All six Delta samples belonged to AY.122, the predominant lineage in Saint Petersburg. Four of them formed a compact clade (transmission lineage9), while the remaining two were phylogenetically remote singletons. The fact that the Delta samples were scattered across the phylogeny of AY.122 is consistent with multiple distinct sources of non-Omicron infection, in line with a high prevalence of Delta at Saint Petersburg on those dates.
By contrast, the 33 Omicron samples (all of which belonged to the BA.1 lineage) formed a single compact clade, consistent with a single introduction and subsequent spread within the dormitory, or multiple infections from a single source (Fig. 1). The extensive spread of a single Omicron sublineage but none of the three Delta sublineages is consistent with a higher transmission rate of Omicron, compared to Delta, in this setting.

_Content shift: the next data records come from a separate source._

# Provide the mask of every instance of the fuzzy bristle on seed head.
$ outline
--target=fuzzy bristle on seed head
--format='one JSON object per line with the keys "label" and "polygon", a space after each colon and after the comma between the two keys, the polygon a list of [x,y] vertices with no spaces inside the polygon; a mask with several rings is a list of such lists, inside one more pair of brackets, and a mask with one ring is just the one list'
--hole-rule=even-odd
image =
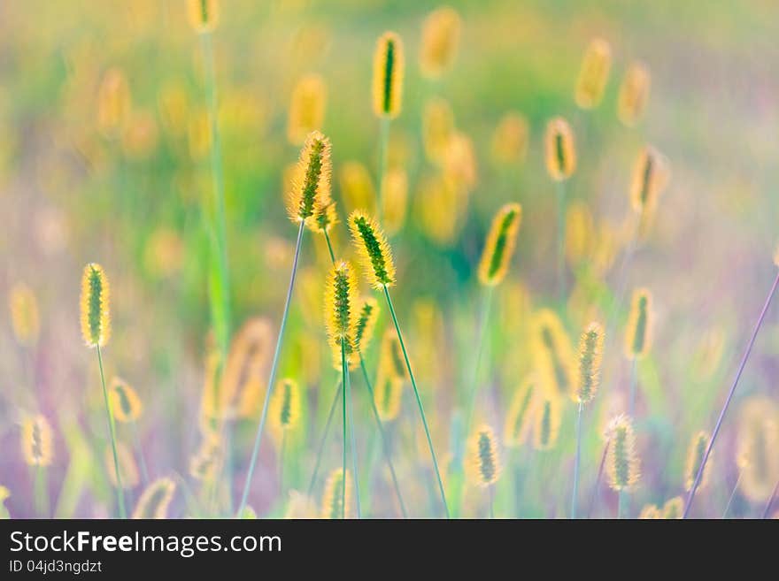
{"label": "fuzzy bristle on seed head", "polygon": [[[349,518],[349,507],[351,504],[351,474],[346,470],[346,501],[341,504],[343,486],[343,472],[336,468],[330,472],[325,483],[322,494],[322,518]],[[342,508],[342,506],[343,507]]]}
{"label": "fuzzy bristle on seed head", "polygon": [[199,34],[212,31],[219,21],[218,0],[189,0],[189,24]]}
{"label": "fuzzy bristle on seed head", "polygon": [[556,117],[546,126],[546,170],[555,181],[564,181],[576,169],[576,147],[571,126]]}
{"label": "fuzzy bristle on seed head", "polygon": [[489,486],[500,476],[497,439],[489,425],[476,428],[468,442],[468,474],[479,486]]}
{"label": "fuzzy bristle on seed head", "polygon": [[537,383],[532,376],[514,392],[503,430],[503,441],[506,446],[522,446],[527,441],[537,397]]}
{"label": "fuzzy bristle on seed head", "polygon": [[611,45],[602,38],[594,39],[584,53],[576,81],[575,101],[579,107],[592,109],[600,103],[611,67]]}
{"label": "fuzzy bristle on seed head", "polygon": [[81,277],[81,335],[89,347],[103,347],[111,336],[111,293],[100,264],[90,263]]}
{"label": "fuzzy bristle on seed head", "polygon": [[434,10],[422,25],[420,70],[428,79],[439,78],[450,66],[459,44],[460,18],[453,8]]}
{"label": "fuzzy bristle on seed head", "polygon": [[376,42],[374,54],[374,112],[393,119],[400,114],[403,99],[403,42],[386,32]]}
{"label": "fuzzy bristle on seed head", "polygon": [[354,331],[354,347],[360,352],[368,348],[374,333],[376,330],[376,321],[379,318],[379,302],[372,296],[364,298],[358,303],[359,311],[357,315],[357,324]]}
{"label": "fuzzy bristle on seed head", "polygon": [[297,381],[286,378],[278,383],[269,412],[271,428],[277,435],[296,428],[300,422],[300,386]]}
{"label": "fuzzy bristle on seed head", "polygon": [[25,417],[21,424],[21,450],[28,466],[49,466],[54,459],[54,432],[41,414]]}
{"label": "fuzzy bristle on seed head", "polygon": [[295,85],[287,118],[287,138],[290,143],[302,145],[312,131],[322,128],[327,94],[325,81],[318,74],[307,74]]}
{"label": "fuzzy bristle on seed head", "polygon": [[518,203],[507,203],[495,215],[479,263],[482,285],[495,287],[505,278],[521,219],[522,207]]}
{"label": "fuzzy bristle on seed head", "polygon": [[11,311],[11,326],[13,335],[22,345],[32,345],[38,339],[41,326],[38,316],[38,302],[29,287],[24,283],[15,284],[8,296]]}
{"label": "fuzzy bristle on seed head", "polygon": [[312,131],[300,151],[287,195],[287,213],[292,222],[310,222],[318,207],[330,204],[331,171],[330,140]]}
{"label": "fuzzy bristle on seed head", "polygon": [[141,494],[132,518],[166,518],[175,492],[176,483],[172,478],[157,478]]}
{"label": "fuzzy bristle on seed head", "polygon": [[[706,432],[698,432],[692,437],[690,442],[690,447],[687,449],[687,465],[684,469],[684,490],[689,491],[695,483],[698,477],[698,470],[703,462],[703,456],[706,454],[706,447],[709,444],[709,435]],[[698,485],[698,490],[703,490],[708,484],[709,471],[712,466],[712,457],[709,456],[706,468],[703,470],[703,475]]]}
{"label": "fuzzy bristle on seed head", "polygon": [[625,331],[625,354],[628,359],[641,359],[652,347],[652,294],[646,288],[636,288],[630,302]]}
{"label": "fuzzy bristle on seed head", "polygon": [[606,436],[609,447],[605,469],[609,486],[617,491],[628,490],[640,477],[633,422],[627,416],[617,416],[606,427]]}
{"label": "fuzzy bristle on seed head", "polygon": [[651,80],[649,70],[643,63],[631,63],[625,73],[620,87],[617,116],[629,127],[636,126],[644,115]]}
{"label": "fuzzy bristle on seed head", "polygon": [[111,411],[117,422],[136,422],[143,411],[143,404],[135,389],[124,379],[114,378],[108,392]]}
{"label": "fuzzy bristle on seed head", "polygon": [[392,251],[376,221],[356,210],[349,217],[349,230],[370,285],[377,290],[394,285]]}
{"label": "fuzzy bristle on seed head", "polygon": [[557,444],[561,422],[560,398],[550,394],[541,394],[534,406],[533,447],[550,450]]}
{"label": "fuzzy bristle on seed head", "polygon": [[577,403],[591,401],[600,385],[603,337],[603,326],[599,323],[590,323],[579,340],[577,380],[571,394]]}
{"label": "fuzzy bristle on seed head", "polygon": [[653,147],[646,147],[639,154],[633,168],[630,182],[630,205],[636,214],[651,212],[668,183],[668,162]]}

The dormitory sublineage shares three mutations with the Omicron sample obtained in Rostov-on-Don on December 10 (Fig. 1). This could indicate that the two samples descend from a single introduction. Since the Rostov-on-Don patient has had travel history to the Republic of the Congo, he would be a potential source of the Saint Petersburg outbreak in this scenario. Alternatively, the two introductions could be distinct. The last common ancestor of this clade matched a number of sequences obtained in Belgium, Israel, and Luxembourg, suggesting that it may be globally prevalent. The fact that the same sublineage has been imported to Russia twice may indicate that it has a higher prevalence than indicated by GISAID data in countries that have a strong passenger flow with Russia, and/or that it has an inherent transmission advantage. Of note, this sublineage carries the S:346K mutation which appears to confer a transmission advantage10 and is favored by positive selection within the Omicron lineage11. If this sublineage indeed has a transmission advantage compared to the rest of Omicron, its repeated introduction into Russia is perhaps less surprising.

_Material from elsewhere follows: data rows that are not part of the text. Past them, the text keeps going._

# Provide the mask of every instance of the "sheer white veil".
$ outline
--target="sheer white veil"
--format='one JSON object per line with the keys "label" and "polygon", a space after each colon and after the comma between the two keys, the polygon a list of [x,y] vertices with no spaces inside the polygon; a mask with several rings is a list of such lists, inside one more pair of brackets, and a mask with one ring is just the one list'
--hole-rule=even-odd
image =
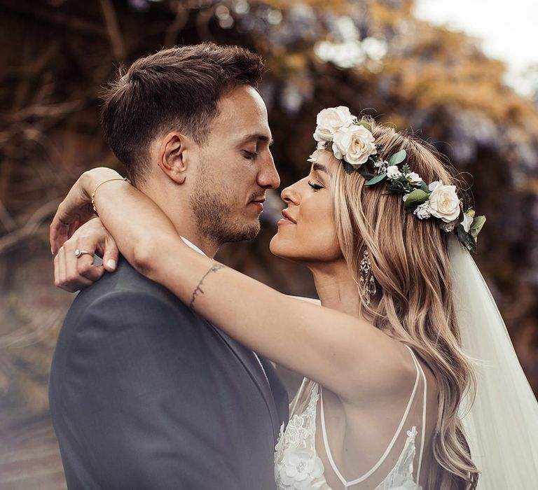
{"label": "sheer white veil", "polygon": [[538,402],[482,274],[455,235],[448,238],[453,292],[465,353],[475,360],[476,397],[460,416],[478,490],[538,489]]}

The majority of the infected in the dormitory outbreak likely had some preexisting immunity to SARS-CoV-2. Among the 159 patients infected with Omicron, 104 (65%) have reported previous infection or vaccination. We hypothesize that the increased fitness of Omicron compared to Delta could have been facilitated by its increased immune escape.
In summary, we describe a major outbreak of Omicron SARS-CoV-2 variant in a community setting characterized by immunity to preexisting variants. The high prevalence of the outbreak underlines the potential for rapid spread of Omicron among the previously infected and/or vaccinated young populations, and underlines the need for intensive monitoring of this variant.